Thomas Heatherwick is an English designer and the founder of London-based design practice “Heatherwick Studio” based in Kings Cross. Since the late 1990s Heatherwick has emerged as one of Britain’s most significant designers.
Heatherwick’s signature can be seen on a number of iconic projects including the design in 2010 of the New Routemaster bus, the first new double decker bus commissioned for London in 50 years and a replacement for the much loved and iconic Routemaster.
The new design has extensive use of wrap-around glass for driver visibility and ventilation increasing passenger comfort. With three doors and two staircases, its quicker and easier for passengers to board and alight. A prototype, developed and manufactured by Wrightbus, was launched in December 2011 and the first new bus was commissioned into public service in February 2012 with a further six hundred were ordered in September 2012.
His Studio’s achievements outside the UK include a pier on the Hudson River in New York and, in collaboration, with Foster and Partners, the Bund Financial Centre in Shanghai.
Heatherwick Studio designed the iconic, stunningly theatric and beautiful Olympic Cauldron for the 2012 London Olympics Games at the request of the Artistic Director for the Opening Ceremony, Danny Boyle.
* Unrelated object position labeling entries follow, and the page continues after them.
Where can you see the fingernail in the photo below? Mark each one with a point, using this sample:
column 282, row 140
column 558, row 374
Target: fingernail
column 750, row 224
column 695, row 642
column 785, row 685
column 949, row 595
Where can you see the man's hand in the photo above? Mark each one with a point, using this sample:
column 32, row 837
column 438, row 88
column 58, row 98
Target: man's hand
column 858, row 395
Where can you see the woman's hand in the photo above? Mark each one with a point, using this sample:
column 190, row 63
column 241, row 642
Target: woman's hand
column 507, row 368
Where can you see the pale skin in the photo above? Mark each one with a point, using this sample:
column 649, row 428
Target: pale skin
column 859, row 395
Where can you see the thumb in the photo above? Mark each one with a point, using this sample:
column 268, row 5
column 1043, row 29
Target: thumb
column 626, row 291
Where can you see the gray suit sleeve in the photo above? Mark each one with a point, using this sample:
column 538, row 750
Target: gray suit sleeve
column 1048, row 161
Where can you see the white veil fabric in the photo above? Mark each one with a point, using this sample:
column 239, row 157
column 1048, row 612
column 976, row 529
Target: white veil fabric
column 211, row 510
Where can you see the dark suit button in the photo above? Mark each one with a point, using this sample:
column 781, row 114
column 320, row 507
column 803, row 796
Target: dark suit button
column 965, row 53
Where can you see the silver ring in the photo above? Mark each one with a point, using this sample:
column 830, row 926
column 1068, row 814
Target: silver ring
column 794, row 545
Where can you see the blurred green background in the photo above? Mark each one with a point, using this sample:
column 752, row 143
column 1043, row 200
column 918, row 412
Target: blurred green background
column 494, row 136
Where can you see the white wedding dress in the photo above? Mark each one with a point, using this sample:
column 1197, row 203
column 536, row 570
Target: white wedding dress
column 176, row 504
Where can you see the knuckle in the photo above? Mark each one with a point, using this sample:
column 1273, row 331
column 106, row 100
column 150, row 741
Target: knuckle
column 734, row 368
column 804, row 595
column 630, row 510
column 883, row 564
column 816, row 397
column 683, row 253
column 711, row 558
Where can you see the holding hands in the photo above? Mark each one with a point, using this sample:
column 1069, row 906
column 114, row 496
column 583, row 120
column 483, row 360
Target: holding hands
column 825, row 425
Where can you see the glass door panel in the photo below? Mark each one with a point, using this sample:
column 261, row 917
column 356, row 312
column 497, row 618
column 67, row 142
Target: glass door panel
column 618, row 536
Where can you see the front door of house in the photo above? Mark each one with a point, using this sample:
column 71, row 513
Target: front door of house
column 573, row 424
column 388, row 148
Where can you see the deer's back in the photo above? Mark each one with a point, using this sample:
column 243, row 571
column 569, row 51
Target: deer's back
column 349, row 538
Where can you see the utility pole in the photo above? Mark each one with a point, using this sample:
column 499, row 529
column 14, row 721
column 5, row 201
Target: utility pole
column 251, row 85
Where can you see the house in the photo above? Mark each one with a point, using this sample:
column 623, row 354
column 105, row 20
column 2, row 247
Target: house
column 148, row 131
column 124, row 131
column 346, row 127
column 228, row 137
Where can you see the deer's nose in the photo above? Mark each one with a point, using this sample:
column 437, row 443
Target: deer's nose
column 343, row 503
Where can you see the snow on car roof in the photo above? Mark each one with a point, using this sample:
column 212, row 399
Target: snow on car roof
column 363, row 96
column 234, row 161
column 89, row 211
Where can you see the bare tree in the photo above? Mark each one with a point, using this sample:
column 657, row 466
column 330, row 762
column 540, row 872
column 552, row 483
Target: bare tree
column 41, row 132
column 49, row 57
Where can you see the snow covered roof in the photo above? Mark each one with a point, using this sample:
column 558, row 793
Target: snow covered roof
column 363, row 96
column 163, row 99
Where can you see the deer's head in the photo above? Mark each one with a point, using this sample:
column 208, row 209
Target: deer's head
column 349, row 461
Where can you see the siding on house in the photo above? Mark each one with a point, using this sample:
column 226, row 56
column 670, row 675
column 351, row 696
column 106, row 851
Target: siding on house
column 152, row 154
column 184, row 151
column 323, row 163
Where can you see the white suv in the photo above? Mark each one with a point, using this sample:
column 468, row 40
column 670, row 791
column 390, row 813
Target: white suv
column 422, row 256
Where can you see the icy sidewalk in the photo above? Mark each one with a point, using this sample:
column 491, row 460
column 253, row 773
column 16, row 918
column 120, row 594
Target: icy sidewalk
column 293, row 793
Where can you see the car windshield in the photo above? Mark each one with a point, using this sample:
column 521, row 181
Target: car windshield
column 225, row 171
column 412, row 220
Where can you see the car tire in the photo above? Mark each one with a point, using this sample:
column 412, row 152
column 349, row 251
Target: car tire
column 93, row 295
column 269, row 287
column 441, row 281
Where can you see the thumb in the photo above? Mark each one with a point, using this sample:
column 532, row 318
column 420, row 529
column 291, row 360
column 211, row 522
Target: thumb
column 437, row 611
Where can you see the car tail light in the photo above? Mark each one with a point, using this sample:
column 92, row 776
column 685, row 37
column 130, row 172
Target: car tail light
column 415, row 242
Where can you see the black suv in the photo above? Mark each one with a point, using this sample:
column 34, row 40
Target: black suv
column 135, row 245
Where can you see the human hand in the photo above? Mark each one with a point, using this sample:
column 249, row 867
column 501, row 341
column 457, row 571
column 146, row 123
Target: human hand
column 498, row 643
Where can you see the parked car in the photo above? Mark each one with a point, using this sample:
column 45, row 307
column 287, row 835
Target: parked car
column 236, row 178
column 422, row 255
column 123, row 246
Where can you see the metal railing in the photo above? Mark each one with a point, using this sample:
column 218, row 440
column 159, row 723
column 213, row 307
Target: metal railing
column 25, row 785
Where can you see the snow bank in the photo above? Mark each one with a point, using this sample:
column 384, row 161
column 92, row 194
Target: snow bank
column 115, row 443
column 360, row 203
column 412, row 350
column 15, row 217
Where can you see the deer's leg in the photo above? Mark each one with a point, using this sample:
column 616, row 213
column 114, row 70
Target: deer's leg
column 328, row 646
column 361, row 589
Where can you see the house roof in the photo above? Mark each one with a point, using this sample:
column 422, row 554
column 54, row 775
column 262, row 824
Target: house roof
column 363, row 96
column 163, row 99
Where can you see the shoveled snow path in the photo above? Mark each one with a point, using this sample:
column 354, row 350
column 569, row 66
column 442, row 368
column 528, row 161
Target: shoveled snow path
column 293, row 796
The cauldron comprised 204 copper petals, each representing a team taking part in the Parade of Nations. Once these pieces were mounted onto stems and the flames were lit they were raised into place forming one huge flame, expressing the Games core theme of the collaborative human spirit. The copper petals – made by Nottingshire craftsmen – were each sent to the competing countries as a continuing symbol of legacy and unity.
Heatherwick’s compelling philosophy is that of “three dimensional design” whereby complementary skills in sculpture, architecture, fashion, embroidery, metalwork, product and furniture design are brought together as a single discipline.
In February 2015 it was announced that Google were re-thinking its office space at its Mountain View Campus HQ and that it had asked Heatherwick Studio to collaborate on the realisation of this reconfiguration of four of its current sites using easily adaptable lightweight block-like structures maximising on the use of space as it became needed. With trees, cafes and bike paths weaving through translucent canopies the aim being to “blur the distinction between buildings and nature”.
Zeitz Museum of Contemporary Art Africa, will open next year in Cape Town – a museum that the Heatherwick Studio has designed in a disused grain silo.